The following open letter is available at the Black4Palestine website:

7/17/2017

Dear President Wong and CSU Board of Trustees:

We are writing on behalf of Black for Palestine, a national network of Black activists and organizers committed to supporting the Palestinian people’s struggle for freedom, justice, peace and self-determination. We integrate our work around Palestine into the global and domestic struggles for Black liberation and human emancipation.

We are dismayed at the lawsuit and charges levied against the university, which target the General Union of Palestine Students, Arab and Muslim Ethnicities and Diasporas program, and College of Ethnic Studies professor Rabab Abdulhadi.

Dr. Abdulhadi has been a tremendous resource and ally to Black for Palestine and to larger struggles for justice across the country and across the world. Her contributions to the “indivisibility of justice” are ones that benefit us all.

We view this lawsuit in the climate of increasing vilification and attacks on Muslims at home and abroad, and coordinated legal attacks on the movement for Palestinian rights.
We also view this lawsuit as an attack not just on Palestinian students, faculty and their advocates, but on freedom of speech and freedom of protest, which communities of color are always at the forefront of leading and the frontlines of backlash.

We have watched for years as Dr. Abdulhadi has sought university protection in vain from attacks on her academic work with Al Najah University in Nablus, Palestine and on her AMED program at large.

Last spring, one of our members was present on campus while GUPS and other students of color were attacked for their protest of the racist and discriminatory policies of Jerusalem mayor Nir Birkat. This member saw the university coordinate with police and Israeli officials to throw its students under the bus.

And this spring, we witnessed the university fail to protect Palestinian students and faculty from rightwing attacks on campus, via the dissemination of posters labeling them as ‘terrorists.’

We understand the intense vilification that occurs when we take action for our rights as Black people or speak out against racism and white supremacy; we view the attacks on Palestinians who speak out against their oppression as cut from the same cloth of rightwing reaction and repression.

Accepting this baseless lawsuit against Palestinian rights would be an egregious discriminatory act against Palestinian members of the San Francisco State community–a community the university has failed to protect and defend for years.
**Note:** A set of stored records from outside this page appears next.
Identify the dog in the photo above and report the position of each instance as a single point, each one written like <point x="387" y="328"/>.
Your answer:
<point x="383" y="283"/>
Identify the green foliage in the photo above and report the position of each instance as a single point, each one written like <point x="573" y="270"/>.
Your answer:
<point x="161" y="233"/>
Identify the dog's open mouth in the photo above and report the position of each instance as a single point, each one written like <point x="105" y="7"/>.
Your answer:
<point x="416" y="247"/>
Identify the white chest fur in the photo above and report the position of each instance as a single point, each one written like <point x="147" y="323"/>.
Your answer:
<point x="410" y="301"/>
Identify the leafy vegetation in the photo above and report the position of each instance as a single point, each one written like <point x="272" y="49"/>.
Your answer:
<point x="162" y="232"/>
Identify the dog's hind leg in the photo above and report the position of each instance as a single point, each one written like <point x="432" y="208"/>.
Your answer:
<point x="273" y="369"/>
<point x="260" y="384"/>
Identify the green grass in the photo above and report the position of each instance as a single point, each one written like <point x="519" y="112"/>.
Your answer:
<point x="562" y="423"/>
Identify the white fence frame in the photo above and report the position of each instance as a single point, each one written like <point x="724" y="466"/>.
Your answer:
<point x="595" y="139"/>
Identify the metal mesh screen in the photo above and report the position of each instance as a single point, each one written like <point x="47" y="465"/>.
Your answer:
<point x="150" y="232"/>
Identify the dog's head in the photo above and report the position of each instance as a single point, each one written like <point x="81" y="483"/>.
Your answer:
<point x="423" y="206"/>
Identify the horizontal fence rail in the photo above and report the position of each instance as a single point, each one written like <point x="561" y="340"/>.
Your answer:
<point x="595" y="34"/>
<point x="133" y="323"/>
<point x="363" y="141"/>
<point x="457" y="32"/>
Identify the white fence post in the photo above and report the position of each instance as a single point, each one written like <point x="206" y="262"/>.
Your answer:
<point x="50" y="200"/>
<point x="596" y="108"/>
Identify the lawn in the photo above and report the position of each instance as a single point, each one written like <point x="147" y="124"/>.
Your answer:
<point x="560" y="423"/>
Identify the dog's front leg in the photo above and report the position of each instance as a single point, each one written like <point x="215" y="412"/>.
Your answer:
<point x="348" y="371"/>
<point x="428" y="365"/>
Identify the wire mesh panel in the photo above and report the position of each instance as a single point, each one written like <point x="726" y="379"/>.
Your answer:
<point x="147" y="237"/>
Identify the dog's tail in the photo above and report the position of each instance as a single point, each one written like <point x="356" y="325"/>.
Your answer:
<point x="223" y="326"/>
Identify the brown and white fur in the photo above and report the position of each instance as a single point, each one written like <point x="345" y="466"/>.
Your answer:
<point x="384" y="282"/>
It would also undermine the work of the students who fought for the establishment of the nation’s first ethnic studies program through the historic Third World Liberation Front in 1968.

We hope that the university will not abandon its legacy.

As current and former students from universities across the country, we understand this lawsuit, if successful, endangers critical thinking, debate on college campuses that is necessary to further the development of students, staff, and professors.

Palestinians are being targeted right now, but if this lawsuit is successful, it will be other vulnerable ethnic groups and their academic studies programs that are targeted next.
We urge the university to reject this case.